Root Cause Analysis:
As we are aware, in C++, programmers are required to validate objects before passing them to ensure they are not null. This is typically done by performing a null check. In the below attached image of stack dump from the Crowdstrike file, an attempt is being made to read memory at address 0x9C, which is 156 in decimal. This suggests that the programmer failed to verify the validity of the object, leading to an attempt to access a member variable of a null object. Calculating the address: NULL + 0x9C = 0x9C = 156.
This points to an invalid memory region. The critical issue here is that the program in question is a system driver, which has privileged access to the system. Due to this elevated privilege, the operating system must preemptively crash to avoid potential security risks, resulting in a blue screen of death (BSOD). While a crash in non-privileged code can often be mitigated by terminating the offending application, a crash in a system driver requires an immediate halt to protect the system. Thus, system driver crashes are responsible for the majority of BSODs.
领英推荐
Areas of Improvement:
Technology in Focus -
To address this, Microsoft should implement stricter policies for rolling back defective drivers instead of deploying risky updates. CrowdStrike, in response, should most likely enhance their code safety protocols by integrating code sanitization tools that can automatically detect such issues.
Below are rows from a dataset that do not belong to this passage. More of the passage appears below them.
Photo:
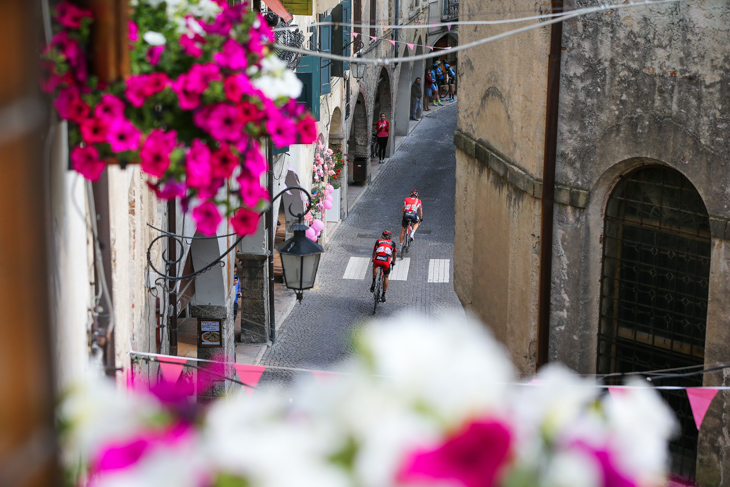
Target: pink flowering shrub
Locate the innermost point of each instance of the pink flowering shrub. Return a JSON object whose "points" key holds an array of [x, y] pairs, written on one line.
{"points": [[192, 112]]}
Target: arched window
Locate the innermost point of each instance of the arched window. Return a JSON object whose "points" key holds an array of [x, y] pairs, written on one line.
{"points": [[656, 269]]}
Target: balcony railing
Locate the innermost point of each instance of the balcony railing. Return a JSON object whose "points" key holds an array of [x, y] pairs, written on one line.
{"points": [[450, 9]]}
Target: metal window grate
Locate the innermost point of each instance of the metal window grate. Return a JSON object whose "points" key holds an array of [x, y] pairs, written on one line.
{"points": [[656, 269]]}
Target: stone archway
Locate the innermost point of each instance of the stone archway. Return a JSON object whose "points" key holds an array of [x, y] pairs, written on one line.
{"points": [[358, 164], [402, 113], [383, 104]]}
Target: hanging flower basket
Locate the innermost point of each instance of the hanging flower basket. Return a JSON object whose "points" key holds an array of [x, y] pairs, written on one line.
{"points": [[205, 89]]}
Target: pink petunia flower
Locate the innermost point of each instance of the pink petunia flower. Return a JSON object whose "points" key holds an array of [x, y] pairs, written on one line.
{"points": [[136, 91], [85, 161], [192, 45], [474, 457], [154, 53], [224, 162], [245, 222], [250, 189], [225, 123], [232, 56], [197, 165], [94, 129], [133, 31], [156, 150], [70, 16], [283, 132], [254, 161], [123, 135], [250, 111], [109, 108], [207, 218], [307, 129]]}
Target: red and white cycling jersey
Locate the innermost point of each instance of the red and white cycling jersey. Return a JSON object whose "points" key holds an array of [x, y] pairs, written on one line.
{"points": [[411, 204], [384, 250]]}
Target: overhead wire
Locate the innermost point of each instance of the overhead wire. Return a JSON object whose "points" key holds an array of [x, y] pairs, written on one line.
{"points": [[388, 60]]}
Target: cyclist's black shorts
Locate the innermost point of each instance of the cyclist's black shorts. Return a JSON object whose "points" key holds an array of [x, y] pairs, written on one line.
{"points": [[409, 217]]}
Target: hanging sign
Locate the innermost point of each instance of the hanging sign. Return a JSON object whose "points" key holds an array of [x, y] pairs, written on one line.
{"points": [[210, 333]]}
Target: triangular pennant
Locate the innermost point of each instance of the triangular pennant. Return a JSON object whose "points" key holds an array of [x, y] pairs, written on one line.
{"points": [[616, 391], [171, 371], [322, 377], [250, 375], [699, 400]]}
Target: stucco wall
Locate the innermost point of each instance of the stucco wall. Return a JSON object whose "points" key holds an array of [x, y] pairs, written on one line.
{"points": [[496, 250], [643, 86], [496, 256]]}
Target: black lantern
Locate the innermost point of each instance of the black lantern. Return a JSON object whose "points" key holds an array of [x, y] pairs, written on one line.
{"points": [[300, 260], [358, 69]]}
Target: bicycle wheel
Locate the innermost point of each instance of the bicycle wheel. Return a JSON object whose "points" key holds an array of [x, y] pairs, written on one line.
{"points": [[376, 294]]}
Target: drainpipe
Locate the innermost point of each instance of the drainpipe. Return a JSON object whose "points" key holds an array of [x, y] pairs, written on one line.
{"points": [[548, 187], [270, 234]]}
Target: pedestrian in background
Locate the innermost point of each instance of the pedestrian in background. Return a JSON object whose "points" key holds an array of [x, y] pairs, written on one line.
{"points": [[383, 132], [427, 91], [416, 98], [237, 287]]}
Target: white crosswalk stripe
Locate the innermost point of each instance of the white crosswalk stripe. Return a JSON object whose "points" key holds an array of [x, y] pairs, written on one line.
{"points": [[438, 270], [356, 268], [400, 271]]}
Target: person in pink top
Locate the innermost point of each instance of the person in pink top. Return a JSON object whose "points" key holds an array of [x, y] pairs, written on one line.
{"points": [[383, 132]]}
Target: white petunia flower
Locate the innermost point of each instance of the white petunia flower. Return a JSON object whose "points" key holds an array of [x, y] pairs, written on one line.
{"points": [[154, 38]]}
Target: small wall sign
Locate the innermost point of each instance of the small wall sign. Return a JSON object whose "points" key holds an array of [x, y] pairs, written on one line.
{"points": [[210, 333]]}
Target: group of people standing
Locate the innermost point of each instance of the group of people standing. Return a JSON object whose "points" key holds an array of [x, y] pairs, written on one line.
{"points": [[440, 84]]}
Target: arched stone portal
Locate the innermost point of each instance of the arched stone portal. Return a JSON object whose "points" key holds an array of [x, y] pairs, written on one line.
{"points": [[655, 283], [358, 164], [384, 104]]}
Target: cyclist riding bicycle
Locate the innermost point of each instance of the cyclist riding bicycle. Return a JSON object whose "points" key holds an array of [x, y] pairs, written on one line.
{"points": [[383, 256], [412, 213]]}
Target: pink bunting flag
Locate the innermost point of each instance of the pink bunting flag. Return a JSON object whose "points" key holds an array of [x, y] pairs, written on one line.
{"points": [[322, 377], [171, 371], [250, 375], [699, 400], [616, 391]]}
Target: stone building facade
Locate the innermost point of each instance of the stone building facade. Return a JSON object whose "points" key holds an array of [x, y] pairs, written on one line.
{"points": [[640, 241]]}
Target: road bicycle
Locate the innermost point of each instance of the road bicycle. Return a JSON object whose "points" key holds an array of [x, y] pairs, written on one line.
{"points": [[407, 243], [378, 288]]}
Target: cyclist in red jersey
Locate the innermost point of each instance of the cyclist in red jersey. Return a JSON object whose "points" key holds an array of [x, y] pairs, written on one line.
{"points": [[412, 212], [383, 256]]}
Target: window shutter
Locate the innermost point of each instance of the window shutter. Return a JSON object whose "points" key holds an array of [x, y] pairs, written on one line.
{"points": [[325, 45], [298, 7], [308, 73], [338, 40]]}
Furthermore, CrowdStrike may consider rewriting their system driver from C++ to a more modern language like Rust, which inherently prevents such types of null pointer dereference errors due to its strong emphasis on memory safety.
Process in Focus:
Numerous online articles provide insights on preventing global outages that affect technical ecosystems. While these resources offer various strategies that can be refined and implemented, the key recommendations are:
Diversify Cybersecurity Infrastructure: Mitigate the risks of relying on a single vendor for cybersecurity solutions by diversifying the cybersecurity infrastructure. This strategy enhances resilience and reduces dependency.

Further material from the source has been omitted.